2024-03-21 09:13 AM
I want to run AI machine vision applications using STCubeAI. After training the model with TensorFlow components, I obtained a tflite file. Then, I imported and analyzed the model using the CubeAI toolkit in STM32CubeMX, and subsequently generated CubeAI C code. The first strange phenomenon I encountered here is that, although I have configured the use of external RAM and external flash and specified addresses in the CubeAI section of CubeMX, the compiler still reports insufficient RAM during compilation in Keil. This indicates that the external RAM settings I configured in CubeAI did not take effect.
Despite setting the usage of external RAM as mentioned above, the generated code still throws an error indicating insufficient RAM
So I had to use the 'attribute' keyword to specify that some variables used by CubeAI should be stored in external RAM, which is inefficient and error-prone.

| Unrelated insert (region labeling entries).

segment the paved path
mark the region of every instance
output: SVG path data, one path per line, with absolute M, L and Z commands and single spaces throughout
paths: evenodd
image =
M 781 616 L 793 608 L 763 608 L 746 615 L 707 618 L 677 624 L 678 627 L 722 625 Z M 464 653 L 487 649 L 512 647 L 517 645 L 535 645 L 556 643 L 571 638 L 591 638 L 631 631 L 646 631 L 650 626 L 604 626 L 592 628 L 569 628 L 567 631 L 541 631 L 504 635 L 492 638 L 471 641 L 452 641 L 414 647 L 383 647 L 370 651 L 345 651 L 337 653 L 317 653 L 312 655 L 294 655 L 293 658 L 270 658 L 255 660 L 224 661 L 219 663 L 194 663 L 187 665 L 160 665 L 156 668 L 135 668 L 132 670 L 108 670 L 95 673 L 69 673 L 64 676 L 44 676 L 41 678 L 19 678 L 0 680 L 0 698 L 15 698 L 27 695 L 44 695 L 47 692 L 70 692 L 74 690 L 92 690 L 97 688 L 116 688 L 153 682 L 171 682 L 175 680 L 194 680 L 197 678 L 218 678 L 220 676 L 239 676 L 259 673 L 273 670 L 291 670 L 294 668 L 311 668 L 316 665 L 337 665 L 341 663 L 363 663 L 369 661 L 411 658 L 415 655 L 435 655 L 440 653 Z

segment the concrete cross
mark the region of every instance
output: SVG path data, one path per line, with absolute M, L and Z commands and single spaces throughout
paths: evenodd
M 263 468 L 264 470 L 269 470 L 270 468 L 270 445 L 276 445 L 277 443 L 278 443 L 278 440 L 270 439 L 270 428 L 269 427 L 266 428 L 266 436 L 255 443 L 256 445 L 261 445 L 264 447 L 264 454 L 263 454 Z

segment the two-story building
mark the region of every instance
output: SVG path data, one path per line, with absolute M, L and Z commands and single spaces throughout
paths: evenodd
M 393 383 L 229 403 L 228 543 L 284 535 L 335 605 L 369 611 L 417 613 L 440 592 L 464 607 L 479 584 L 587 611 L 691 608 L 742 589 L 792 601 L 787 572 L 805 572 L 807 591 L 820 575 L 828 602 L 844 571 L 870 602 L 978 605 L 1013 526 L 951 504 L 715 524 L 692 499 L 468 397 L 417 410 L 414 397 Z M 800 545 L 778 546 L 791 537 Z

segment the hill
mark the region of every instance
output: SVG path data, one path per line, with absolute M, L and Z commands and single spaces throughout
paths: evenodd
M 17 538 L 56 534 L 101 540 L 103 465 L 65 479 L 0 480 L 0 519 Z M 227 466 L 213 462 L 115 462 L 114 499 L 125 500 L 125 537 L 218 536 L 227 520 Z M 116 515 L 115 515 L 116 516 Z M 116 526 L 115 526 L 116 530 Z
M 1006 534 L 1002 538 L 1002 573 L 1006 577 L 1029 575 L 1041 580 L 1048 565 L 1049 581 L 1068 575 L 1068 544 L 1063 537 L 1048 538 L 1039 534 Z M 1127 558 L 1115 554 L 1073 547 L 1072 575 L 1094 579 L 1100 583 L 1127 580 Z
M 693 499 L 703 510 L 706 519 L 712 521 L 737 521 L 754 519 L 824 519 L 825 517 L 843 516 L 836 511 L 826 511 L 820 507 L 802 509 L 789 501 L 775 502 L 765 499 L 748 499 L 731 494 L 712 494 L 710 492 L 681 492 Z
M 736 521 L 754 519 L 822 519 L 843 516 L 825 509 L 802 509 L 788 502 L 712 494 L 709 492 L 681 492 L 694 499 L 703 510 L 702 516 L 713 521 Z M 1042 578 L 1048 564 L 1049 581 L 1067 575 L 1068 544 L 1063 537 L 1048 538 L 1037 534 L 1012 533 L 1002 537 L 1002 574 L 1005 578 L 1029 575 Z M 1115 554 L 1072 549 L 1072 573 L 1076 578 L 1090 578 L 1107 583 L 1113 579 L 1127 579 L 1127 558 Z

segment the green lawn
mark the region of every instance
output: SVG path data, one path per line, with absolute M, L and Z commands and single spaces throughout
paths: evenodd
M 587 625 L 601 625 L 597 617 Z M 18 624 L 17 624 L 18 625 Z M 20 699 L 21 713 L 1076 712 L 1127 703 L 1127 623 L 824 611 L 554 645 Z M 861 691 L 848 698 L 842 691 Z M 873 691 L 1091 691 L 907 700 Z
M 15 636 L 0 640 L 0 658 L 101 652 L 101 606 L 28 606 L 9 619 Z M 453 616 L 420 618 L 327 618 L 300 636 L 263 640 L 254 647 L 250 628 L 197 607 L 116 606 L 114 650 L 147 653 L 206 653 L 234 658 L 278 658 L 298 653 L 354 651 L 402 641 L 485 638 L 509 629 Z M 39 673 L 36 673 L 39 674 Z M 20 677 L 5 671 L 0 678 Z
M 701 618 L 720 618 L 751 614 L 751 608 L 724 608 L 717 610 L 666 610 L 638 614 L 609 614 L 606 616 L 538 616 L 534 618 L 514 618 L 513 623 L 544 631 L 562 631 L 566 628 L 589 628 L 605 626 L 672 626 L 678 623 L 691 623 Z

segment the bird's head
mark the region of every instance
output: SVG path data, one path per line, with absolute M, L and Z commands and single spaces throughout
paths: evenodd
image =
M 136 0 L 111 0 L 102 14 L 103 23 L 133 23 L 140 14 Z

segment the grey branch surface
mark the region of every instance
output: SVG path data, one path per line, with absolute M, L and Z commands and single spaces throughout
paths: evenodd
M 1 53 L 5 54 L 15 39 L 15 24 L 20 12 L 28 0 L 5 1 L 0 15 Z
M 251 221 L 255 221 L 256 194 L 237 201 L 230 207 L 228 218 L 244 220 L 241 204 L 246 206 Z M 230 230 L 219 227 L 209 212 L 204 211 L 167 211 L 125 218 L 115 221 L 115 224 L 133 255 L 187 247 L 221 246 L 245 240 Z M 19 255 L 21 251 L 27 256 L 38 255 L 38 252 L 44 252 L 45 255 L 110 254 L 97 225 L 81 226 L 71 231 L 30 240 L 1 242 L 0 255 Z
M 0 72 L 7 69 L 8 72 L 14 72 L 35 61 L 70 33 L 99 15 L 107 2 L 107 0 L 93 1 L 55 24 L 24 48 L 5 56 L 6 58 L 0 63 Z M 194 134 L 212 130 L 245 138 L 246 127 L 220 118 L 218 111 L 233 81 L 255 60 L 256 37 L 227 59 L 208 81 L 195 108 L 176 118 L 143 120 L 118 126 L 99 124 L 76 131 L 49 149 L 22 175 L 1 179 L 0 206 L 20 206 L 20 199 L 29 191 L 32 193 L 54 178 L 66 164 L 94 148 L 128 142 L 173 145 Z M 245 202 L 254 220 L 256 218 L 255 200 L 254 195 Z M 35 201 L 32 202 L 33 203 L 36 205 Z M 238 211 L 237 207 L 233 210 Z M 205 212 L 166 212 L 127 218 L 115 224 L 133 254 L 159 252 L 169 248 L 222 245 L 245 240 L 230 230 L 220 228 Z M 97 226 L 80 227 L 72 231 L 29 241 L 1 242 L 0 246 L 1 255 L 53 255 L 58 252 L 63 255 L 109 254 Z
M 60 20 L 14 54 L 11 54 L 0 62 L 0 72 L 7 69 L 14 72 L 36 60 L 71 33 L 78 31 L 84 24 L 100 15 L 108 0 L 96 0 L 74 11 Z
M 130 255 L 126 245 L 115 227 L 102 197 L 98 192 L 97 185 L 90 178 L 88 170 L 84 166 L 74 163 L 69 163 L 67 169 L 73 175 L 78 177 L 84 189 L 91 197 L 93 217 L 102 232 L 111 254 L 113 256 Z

Then the program compiled successfully. However, at runtime, the program triggered a hard fault at the 'return ai_platform_network_process(network, input, output);' line and further debugging was not possible. By examining the call stack, it was evident that the issue occurred at 'st_sssa8_ch_convolve_rank1upd'. How should I troubleshoot this problem? A common suggestion is to confirm if CRC is enabled. The answer is yes, of course; STM32CubeMX now automatically enables CRC when using CubeAI.
/* Global handle to reference the instantiated C-model */
static ai_handle network = AI_HANDLE_NULL;
/* Global c-array to handle the activations buffer */
AI_ALIGNED(32)
static ai_u8 activations[AI_NETWORK_DATA_ACTIVATIONS_SIZE]__attribute__((at(0XC1200000))); //
/* Array to store the data of the input tensor */
AI_ALIGNED(32)
static ai_float in_data[AI_NETWORK_IN_1_SIZE]__attribute__((at(0XC1A00000))); //
/* or static ai_u8 in_data[AI_NETWORK_IN_1_SIZE_BYTES]; */
/* c-array to store the data of the output tensor */
AI_ALIGNED(32)
static ai_float out_data[AI_NETWORK_OUT_1_SIZE];
/* static ai_u8 out_data[AI_NETWORK_OUT_1_SIZE_BYTES]; */
/* Array of pointer to manage the model's input/output tensors */
static ai_buffer *ai_input;
static ai_buffer *ai_output;
int aiInit(void) {
ai_error err;
/* Create and initialize the c-model */
const ai_handle acts[] = { activations };
err = ai_network_create_and_init(&network, acts, NULL);
if (err.type != AI_ERROR_NONE) {};
/* Reteive pointers to the model's input/output tensors */
ai_input = ai_network_inputs_get(network, NULL);
ai_output = ai_network_outputs_get(network, NULL);
return 0;
}
int aiRun(const void *in_data, void *out_data) {
ai_i32 n_batch;
ai_error err;
/* 1 - Update IO handlers with the data payload */
ai_input[0].data = AI_HANDLE_PTR(in_data);
ai_output[0].data = AI_HANDLE_PTR(out_data);
/* 2 - Perform the inference */
n_batch = ai_network_run(network, &ai_input[0], &ai_output[0]);
if (n_batch != 1) {
err = ai_network_get_error(network);
};
return 0;
}
void main_loop()
{
/* The STM32 CRC IP clock should be enabled to use the network runtime library */
__HAL_RCC_CRC_CLK_ENABLE();
aiInit();
while (1)
{
/* 1 - Acquire, pre-process and fill the input buffers */
//acquire_and_process_data(in_data);
memcpy(in_data, in_buf, OUT_HEIGHT*OUT_WIDTH*3);
/* 2 - Call inference engine */
aiRun(in_data, out_data);
/* 3 - Post-process the predictions */
//post_process(out_data);
}
}
Solved! Go to Solution.
2024-03-25 01:00 AM
For activation buffer to be automatically allocated partially in external RAM you have to define memory pools where to specify the amount of internal memory that can be used and the amount of external memory.
In the generated code one array per memory pool will be defined.
Regards
2024-03-25 01:00 AM
For activation buffer to be automatically allocated partially in external RAM you have to define memory pools where to specify the amount of internal memory that can be used and the amount of external memory.
In the generated code one array per memory pool will be defined.
Regards
2024-03-25 01:08 AM
This is a minor issue; I have already addressed the memory allocation problem using the 'attribute at' keyword. The critical issue lies in the hard fault. I have ensured that the external SDRAM is available, performing full chip read/write verification three times every power-up. Even if the data type provided to it is incorrect and the allocated RAM space far exceeds the size required for the AI application, I can't think of any scenario that would lead to a hard fault.